With Griffin, Paul and Billups all getting healthy, the Clippers could challenge the Thunder in the West.
By JOE McDONNELLFS West
PLAYA VISTA, CA – In past years, the
Los Angeles Clippers would draw anywhere from 30 to 50 members of the local media for their annual Media Day
– and that was considered an exceptional turnout.
Not this year.
More than 150 reporters
– local, national and global
– filled the team's state-of-the-art practice facility Friday to talk to a team that many feel will challenge Oklahoma City, San Antonio and the Lakers for superiority in the NBA's Western Conference.
Last year, the Clippers finished one game behind the first-place Lakers in the Pacific Division, then fought through a series of injuries to Blake Griffin, Chauncey Billups and Chris Paul to pull out an exciting seven-game playoff win over Memphis in the first round of the playoffs. The Game 7 win came on the Grizzlies' home floor, with Griffin and Billups struggling to suit up due to injuries. But they showed the heart and grit to compete at the highest level and move on to the second round, where they were swept by the Spurs.

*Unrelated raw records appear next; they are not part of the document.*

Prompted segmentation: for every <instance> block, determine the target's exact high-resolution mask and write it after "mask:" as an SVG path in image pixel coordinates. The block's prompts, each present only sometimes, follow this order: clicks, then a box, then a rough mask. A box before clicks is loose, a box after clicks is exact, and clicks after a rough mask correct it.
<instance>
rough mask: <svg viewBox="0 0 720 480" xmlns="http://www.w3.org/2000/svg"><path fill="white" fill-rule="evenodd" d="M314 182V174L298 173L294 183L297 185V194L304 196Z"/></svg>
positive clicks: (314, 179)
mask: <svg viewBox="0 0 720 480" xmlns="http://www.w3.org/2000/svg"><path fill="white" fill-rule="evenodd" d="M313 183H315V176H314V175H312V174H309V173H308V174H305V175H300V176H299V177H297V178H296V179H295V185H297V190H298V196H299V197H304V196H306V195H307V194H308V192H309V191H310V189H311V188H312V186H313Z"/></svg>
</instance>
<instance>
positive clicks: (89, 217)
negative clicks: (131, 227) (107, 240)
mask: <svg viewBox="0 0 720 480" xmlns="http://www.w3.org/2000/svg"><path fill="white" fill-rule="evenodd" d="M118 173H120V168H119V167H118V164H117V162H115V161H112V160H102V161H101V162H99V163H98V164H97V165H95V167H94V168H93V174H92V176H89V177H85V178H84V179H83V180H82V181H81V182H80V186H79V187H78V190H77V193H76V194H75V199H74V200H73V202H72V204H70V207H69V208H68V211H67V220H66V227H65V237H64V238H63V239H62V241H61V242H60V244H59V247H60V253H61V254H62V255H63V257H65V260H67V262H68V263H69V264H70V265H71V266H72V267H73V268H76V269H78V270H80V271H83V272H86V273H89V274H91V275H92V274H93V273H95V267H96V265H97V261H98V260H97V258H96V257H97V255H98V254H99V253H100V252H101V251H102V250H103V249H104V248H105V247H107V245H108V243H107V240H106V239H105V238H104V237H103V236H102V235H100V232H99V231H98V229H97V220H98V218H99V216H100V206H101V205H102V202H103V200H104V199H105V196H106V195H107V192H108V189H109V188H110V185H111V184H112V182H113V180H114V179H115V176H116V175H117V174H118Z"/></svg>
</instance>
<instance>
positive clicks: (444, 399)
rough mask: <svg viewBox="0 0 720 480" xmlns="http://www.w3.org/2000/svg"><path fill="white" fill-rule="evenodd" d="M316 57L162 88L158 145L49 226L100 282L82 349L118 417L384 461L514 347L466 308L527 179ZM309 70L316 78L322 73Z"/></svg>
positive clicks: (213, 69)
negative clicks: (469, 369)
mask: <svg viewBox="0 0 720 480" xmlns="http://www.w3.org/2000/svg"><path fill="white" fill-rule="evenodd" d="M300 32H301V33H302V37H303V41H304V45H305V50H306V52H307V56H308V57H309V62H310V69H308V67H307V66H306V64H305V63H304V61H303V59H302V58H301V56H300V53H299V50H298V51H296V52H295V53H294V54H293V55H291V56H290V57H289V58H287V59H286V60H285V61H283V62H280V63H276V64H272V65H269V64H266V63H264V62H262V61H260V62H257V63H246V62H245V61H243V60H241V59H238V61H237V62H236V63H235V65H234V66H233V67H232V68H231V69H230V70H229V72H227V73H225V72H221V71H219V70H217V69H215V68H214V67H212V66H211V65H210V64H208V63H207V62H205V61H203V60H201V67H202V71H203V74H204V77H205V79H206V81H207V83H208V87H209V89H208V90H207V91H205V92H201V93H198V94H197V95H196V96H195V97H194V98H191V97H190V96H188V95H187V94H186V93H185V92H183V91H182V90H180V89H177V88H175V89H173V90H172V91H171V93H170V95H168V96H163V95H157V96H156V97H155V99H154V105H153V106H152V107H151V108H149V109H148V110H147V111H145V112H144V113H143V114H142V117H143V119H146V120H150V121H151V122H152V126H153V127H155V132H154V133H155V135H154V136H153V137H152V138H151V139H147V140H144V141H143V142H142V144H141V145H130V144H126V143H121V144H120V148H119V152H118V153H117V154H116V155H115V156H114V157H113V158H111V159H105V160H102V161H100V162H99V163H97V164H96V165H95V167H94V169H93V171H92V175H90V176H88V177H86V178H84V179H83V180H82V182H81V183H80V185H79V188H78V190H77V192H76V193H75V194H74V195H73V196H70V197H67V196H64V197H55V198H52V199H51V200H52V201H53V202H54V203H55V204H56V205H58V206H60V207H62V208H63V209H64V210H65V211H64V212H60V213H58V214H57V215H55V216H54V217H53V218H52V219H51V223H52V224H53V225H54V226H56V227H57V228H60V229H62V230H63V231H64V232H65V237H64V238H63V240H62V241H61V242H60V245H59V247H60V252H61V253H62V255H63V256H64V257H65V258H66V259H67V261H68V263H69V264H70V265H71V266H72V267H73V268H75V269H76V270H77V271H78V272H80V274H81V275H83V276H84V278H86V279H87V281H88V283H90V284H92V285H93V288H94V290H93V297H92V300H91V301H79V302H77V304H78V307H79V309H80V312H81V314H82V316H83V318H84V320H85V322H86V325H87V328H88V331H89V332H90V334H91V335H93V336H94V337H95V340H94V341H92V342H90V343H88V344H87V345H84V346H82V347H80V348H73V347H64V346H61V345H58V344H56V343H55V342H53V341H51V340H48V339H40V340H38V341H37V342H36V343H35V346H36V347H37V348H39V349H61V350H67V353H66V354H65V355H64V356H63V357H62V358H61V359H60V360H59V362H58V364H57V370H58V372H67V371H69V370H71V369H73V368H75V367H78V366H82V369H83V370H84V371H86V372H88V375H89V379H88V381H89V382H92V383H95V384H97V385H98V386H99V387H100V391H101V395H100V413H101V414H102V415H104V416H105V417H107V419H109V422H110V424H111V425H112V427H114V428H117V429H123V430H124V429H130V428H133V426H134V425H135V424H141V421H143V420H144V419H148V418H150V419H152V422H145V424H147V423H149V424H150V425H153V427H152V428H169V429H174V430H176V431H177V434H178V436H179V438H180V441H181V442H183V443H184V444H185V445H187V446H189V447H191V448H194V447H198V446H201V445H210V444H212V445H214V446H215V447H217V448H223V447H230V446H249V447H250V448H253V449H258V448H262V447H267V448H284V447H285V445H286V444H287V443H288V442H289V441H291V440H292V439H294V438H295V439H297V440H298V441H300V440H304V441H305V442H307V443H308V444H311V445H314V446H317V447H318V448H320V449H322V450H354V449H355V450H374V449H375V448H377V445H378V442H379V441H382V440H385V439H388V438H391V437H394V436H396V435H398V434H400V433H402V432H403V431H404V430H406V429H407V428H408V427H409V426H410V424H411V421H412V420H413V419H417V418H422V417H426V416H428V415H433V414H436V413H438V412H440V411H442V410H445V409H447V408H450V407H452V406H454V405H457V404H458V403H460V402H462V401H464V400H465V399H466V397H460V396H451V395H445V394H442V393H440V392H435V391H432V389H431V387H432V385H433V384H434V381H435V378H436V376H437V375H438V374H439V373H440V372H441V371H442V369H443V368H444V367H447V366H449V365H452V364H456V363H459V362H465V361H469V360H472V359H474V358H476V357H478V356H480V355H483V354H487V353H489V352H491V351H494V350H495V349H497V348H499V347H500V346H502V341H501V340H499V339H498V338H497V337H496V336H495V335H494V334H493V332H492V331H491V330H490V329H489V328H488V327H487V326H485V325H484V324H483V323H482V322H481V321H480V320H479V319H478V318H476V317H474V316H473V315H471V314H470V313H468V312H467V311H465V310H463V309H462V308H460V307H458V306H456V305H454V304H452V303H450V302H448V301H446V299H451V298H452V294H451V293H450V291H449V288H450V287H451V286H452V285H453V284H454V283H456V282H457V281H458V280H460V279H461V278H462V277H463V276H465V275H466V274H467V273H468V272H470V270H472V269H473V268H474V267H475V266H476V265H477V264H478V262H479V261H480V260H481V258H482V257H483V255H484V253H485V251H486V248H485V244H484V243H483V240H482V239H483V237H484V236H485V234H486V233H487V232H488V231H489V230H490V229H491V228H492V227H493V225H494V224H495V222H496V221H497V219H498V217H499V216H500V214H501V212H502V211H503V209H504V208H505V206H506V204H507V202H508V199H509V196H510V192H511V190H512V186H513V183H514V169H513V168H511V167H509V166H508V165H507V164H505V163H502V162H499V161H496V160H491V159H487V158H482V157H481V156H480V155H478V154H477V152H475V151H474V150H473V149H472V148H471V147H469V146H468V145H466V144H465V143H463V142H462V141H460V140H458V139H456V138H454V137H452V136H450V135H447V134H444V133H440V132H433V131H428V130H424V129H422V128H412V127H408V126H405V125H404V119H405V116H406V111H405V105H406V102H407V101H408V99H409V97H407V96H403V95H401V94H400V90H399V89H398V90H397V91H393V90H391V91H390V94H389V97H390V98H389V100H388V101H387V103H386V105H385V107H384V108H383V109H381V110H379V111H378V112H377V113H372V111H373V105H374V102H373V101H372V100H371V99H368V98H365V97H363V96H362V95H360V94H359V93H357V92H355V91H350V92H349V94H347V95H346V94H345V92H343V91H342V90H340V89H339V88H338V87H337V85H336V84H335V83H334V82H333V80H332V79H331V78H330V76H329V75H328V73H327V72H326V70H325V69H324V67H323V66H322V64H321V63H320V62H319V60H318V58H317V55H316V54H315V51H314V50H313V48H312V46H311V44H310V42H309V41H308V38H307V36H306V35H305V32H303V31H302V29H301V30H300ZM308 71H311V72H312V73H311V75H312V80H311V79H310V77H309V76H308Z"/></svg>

Griffin and Paul both moved on to the U.S. Olympic team, where the injury spate continued. After being told he'd made the squad, Griffin proceeded to tear cartilage in his left knee, undergoing surgery on July 16. CP3 came back with a gold medal
– and a torn ligament in his right thumb. He went under the scalpel on August 21, and is still unable to participate in contact drills. The Clippers' medical staff says that should end sometime in the next two weeks.
And the club is still dealing with the devastating left Achilles tendon suffered last February by Billups, their on-court and emotional leader. He's able to play in limited team drills, but his return to NBA competition is on hold.
During the media day interviews, each of the walking wounded talked about their recoveries and how anxious they were to get back to no-limit game participation.
Billups, smiling as always, is hoping that he will be ready for opening night.
"Everything's good," the 36-year old guard said. "I've been working my tail off ever since I got hurt, and it's looking pretty promising right now.
"It's a tough injury and a tough rehab, but as I said when I first went down, 'This is what I do.' I wasn't going to let anything stop me from getting back
– other than God saying that it's just over. Anything short of that, I was going to give it everything I have, and I did that. So far, it's going in the right direction and there have been no setbacks to slow me down. None.
"I'm in shape and I feel good, but I'm not in basketball shape because I haven't played basketball. I'm going to listen to my body and when it tells me I'm OK to get back out there, I will.
"I wish I could play opening night, but it's probably not going to happen. But I'm going to listen to my body and let it tell me, and who knows what will happen? I haven't set up any timetable to comeback, and some people I've heard say I wouldn't be back until January or February. I promise you, that's way off. I'll be back long before that."
– who has been cleared for full contact
– said that while he was recuperating from the knee surgery he was able to work extensively on his shooting.
"I feel great," he said, "and I've been at 100 percent for quite a while now and have just been honing in on certain things I wanted to take care of.
"I spent a lot of time working on my shot, changed some things up, and I hope to keep improving on those results. I'm not going to be a great shooter overnight, but I think I have the tools and I just have to keep practicing the right way. ...
"Everything was about my shot. (Shooting coach Bob Tate) and I just did some things to streamline it; be less error-prone. It's about making sure I'm doing the same thing every single time (I shoot the ball). It's been every single day, working with the same guy and doing the exact same things.
"I feel great about the way things are right now. When I started out, the (new) motion was so foreign that it might be only three out of 10 times that I was doing it right. Now it's to the point where it's almost 10 out of 10
– at least nine out of 10. It's not that I'm making every shot, but the form is getting there. It's very encouraging, but I know I still have a long way to go. It's got to be one of those things that becomes muscle memory."
It's been a strange offseason for CP3, who came home from London carrying a gold medal, but because of the thumb injury was barely able to pick up his newborn baby girl, who was born three days before the surgery.
"But it did get me out of a few things
– like changing diapers," he said with a smile on his face. "I've only been able to help my wife with that the last week.
"I cannot wait (to be back on the court with Chauncey). When I got back from the Olympics, I came here to the gym and saw Chauncey working out. Before I left (for London) he was stand-still shooting. Now I come back and he's running, getting ready to go. I'm excited for him and I'm excited for the entire team."
Which is music to coach Vinny Del Negro's ears.
"We're all excited about getting going," said the Clippers' third-year head coach. "But we've also got to figure out how to work around the fact that some of our big guys might not be available right at the start (of training camp). It makes it more difficult, but we're going to have enough time. You want them ready tomorrow, but our guys will be back. Hey, injuries are just part of the game. You have to deal with them."